The findings are based on excavations at Riparo Bombrini, a collapsed rock shelter in northwest Italy where Neanderthals lived for thousands of years. Neanderthals butchered animals, made tools, and gathered round the fire in different parts of their shelters.
• DNA reveals early human complexity
The Wall Street Journal and many other media reported on recent findings by geneticists led by Matthias Meyer at the Max Planck Institute for Evolutionary Anthropology in Germany using the oldest known human DNA. The evidence, dating to more than 300,000 years ago, is from a fossil thigh bone found in a cave at the site of Sima de los Huesos in northern Spain.
The appearance of the bones from the site suggest a physical resemblance to Neanderthals. But the genetic analysis reported in Nature shows that their maternal DNA, drawn from special cell structures called mitochondria, was different than that of Neanderthals and also unlike that of early modern humans. It was most closely related to a hominin species called the Denisovans, whose distribution to date was limited to Siberia and Southeast Asia.
• Paranthropis boisei update
A 1.34-million-year-old partial skeleton of the Plio-Pleistocene hominin Paranthropus boisei – including arm, hand, leg, and foot fragments – found at the Olduvai Gorge site in Tanzania represents one of the most recent occurrences of this hominin before it died out in East Africa.
During Olduvai excavations in 2010-2011, anthropologist Charles Musiba of the University of Colorado Denver with colleagues unearthed the partial skeleton of a large adult individual who is represented by various teeth and skeletal parts.
“This is the first time we’ve found bones that suggest that this creature was more ruggedly built – combining terrestrial bipedal locomotion and some arboreal behaviors – than we’d previously thought. It seems to have more well-formed forearm muscles that were used for climbing, fine-manipulation and all sorts of behavior,” said Musiba, a co-author of the paper published in the journal PLoS ONE.

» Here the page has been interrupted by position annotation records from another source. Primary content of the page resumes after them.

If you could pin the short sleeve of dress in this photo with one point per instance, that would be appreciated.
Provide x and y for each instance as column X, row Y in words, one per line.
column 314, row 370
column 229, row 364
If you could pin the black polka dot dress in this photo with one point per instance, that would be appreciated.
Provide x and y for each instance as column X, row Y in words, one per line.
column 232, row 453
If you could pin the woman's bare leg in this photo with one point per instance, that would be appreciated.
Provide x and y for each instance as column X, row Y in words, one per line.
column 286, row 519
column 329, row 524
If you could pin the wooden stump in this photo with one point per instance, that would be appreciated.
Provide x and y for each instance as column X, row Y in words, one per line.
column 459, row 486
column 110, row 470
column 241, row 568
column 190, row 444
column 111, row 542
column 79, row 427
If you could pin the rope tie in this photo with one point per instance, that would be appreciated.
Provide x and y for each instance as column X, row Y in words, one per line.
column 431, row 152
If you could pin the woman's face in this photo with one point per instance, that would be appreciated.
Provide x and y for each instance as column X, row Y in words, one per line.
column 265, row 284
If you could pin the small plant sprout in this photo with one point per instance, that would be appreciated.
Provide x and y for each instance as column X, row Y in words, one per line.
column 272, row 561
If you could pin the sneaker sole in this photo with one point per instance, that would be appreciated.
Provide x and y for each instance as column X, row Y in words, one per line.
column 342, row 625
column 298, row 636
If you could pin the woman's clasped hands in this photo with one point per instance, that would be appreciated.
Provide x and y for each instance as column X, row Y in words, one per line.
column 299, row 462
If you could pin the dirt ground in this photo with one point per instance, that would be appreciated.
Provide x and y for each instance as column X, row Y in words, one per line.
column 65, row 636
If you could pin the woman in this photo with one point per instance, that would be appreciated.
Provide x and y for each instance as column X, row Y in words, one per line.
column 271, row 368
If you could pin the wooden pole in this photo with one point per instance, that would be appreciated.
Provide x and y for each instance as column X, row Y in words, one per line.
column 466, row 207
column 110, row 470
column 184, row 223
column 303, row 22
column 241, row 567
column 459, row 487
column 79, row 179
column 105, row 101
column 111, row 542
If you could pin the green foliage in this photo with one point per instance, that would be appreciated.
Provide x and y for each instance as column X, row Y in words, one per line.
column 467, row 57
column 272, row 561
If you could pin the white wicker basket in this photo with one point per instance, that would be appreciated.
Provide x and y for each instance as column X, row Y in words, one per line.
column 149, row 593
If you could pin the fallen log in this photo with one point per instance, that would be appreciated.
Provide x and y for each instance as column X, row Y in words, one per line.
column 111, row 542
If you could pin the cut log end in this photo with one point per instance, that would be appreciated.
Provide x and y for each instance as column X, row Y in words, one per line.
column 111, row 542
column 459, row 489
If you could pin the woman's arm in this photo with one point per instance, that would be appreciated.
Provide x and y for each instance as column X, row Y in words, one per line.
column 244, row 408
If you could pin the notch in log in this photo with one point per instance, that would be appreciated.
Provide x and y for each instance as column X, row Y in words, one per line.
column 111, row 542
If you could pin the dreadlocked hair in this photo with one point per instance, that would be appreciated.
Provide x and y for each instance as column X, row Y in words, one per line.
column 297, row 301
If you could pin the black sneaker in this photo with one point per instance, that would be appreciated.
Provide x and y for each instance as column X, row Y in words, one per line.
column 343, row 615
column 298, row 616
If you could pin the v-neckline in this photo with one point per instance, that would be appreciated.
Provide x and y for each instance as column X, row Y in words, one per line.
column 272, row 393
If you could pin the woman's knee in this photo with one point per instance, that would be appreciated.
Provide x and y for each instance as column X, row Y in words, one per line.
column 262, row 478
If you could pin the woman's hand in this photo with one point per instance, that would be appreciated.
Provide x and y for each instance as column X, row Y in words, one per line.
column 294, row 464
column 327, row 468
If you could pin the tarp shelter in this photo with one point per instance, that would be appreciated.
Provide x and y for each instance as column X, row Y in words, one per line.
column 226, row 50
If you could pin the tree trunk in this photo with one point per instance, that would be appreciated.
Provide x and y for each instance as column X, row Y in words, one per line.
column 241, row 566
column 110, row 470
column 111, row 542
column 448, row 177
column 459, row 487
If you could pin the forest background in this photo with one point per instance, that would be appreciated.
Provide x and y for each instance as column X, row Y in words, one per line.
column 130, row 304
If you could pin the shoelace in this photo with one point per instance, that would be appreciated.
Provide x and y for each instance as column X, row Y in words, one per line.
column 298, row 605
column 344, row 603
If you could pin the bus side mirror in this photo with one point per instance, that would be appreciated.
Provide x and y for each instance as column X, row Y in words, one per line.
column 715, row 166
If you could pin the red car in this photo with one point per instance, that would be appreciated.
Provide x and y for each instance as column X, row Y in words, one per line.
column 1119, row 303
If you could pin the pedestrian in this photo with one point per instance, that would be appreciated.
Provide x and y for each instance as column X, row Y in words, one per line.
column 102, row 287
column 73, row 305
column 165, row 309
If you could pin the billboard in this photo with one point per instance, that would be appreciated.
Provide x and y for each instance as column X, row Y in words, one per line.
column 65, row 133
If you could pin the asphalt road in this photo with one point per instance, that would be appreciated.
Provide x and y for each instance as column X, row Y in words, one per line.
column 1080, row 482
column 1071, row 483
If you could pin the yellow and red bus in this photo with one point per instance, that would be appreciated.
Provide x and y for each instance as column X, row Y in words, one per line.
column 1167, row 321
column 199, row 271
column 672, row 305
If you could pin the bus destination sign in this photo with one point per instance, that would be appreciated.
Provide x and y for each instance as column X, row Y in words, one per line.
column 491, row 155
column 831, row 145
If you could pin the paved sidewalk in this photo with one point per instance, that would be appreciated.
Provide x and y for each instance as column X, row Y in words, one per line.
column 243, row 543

Tanya Luhrmann. Credit: University of Louisville • Kudos
Tanya Luhrmann is the winner of this year’s Grawemeyer Award in religion for her book, When God Talks Back: Understanding the American Evangelical Relationship with God.
She explored a type of prayer in which God becomes active and present in one’s life. It’s both rooted in ancient Christian traditions, while also a product of the 1960s, a time of radical religious transformation in the U.S.
The Grawemeyer Awards are five annual prizes given in the fields of music, political science, psychology, education, and religion. H. Charles Grawemeyer, industrialist, entrepreneur, investor and philanthropist, created the Grawemeyer Awards at the University of Louisville in 1984. The endowment draws nominations from around the world.